Monday, July 14, 2014

Humans not animals with capacity to think

A new paper claims to prove:
Mill’s godson Bertrand Russell also had no doubt that causality and determinism were needed to do science. “Where determinism fails, science fails”, he said. Russell could not find in himself “any specific occurrence that I could call ’will’”. Charles Sanders Peirce “that the state of things existing at any time, together with certain immutable laws, completely determine the state of things at every other time (for a limitation to future time is indefensible). Thus, given the state of the universe in the original nebula, and given the laws of mechanics, a sufficiently powerful mind could deduce from these data the precise form of every curlicue of every letter I am now writing”. ...

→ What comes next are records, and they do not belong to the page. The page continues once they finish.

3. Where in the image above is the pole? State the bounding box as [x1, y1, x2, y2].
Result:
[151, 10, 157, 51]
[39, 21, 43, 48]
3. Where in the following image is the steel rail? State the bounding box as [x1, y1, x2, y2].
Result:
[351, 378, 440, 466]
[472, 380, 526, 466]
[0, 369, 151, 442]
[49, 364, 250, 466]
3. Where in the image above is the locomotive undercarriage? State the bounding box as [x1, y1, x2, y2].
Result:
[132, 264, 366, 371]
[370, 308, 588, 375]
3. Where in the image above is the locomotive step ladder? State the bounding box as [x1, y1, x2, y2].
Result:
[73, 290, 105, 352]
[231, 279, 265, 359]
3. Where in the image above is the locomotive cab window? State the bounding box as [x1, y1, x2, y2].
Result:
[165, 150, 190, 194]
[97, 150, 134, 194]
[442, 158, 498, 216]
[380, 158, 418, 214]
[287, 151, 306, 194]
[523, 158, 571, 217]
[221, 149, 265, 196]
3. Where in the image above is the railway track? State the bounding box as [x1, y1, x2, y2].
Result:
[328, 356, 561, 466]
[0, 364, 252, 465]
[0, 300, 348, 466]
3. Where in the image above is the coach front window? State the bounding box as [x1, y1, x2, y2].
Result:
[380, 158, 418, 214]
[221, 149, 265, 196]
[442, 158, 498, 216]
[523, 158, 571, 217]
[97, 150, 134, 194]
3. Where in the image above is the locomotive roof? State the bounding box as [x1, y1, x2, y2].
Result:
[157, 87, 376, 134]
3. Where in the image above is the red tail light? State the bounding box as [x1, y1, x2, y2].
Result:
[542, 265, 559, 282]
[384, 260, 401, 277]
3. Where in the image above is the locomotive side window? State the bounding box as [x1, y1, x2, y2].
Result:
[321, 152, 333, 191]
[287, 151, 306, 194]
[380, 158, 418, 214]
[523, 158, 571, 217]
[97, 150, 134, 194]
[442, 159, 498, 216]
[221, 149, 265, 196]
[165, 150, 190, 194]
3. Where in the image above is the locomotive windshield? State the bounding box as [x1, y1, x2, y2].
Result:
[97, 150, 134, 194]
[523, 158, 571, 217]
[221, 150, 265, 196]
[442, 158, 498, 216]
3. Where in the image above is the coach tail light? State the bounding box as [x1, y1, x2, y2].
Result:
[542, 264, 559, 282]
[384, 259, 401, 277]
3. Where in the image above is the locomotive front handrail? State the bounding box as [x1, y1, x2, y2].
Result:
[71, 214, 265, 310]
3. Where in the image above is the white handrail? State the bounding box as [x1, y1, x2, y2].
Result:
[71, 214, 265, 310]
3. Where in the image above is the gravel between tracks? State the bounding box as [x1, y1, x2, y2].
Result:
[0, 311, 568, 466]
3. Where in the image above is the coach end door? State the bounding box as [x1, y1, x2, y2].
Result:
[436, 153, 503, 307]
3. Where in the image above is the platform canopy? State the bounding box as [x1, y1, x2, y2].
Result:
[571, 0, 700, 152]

A rigorous analysis, from the foundations of physics, it is possible to prove that humans are not even animals or beings with the capacity to think (or decide), in fact, no being is capable of such an ability (according to physics). If the principles upon which physics is constructed are correct, a being able to decide is an impossibility, as we are a fraction of matter subjected to specific laws, the same laws used to describe a stone or any other object apply to humans as well (since humans, as we call it, does not have a privilege state in the universe). Every configuration of the universe in a given moment is predetermined by the conditions of the universe an instant before, dictating in a precise and absolute way the evolution of the entire system, inasmuch as the physical laws are strict and well defined.
This is a fantasy, of course.

I post this to point out that many people believe that determinism is a logical consequence of a scientific worldview. Those people have a big problem with quantum mechanics.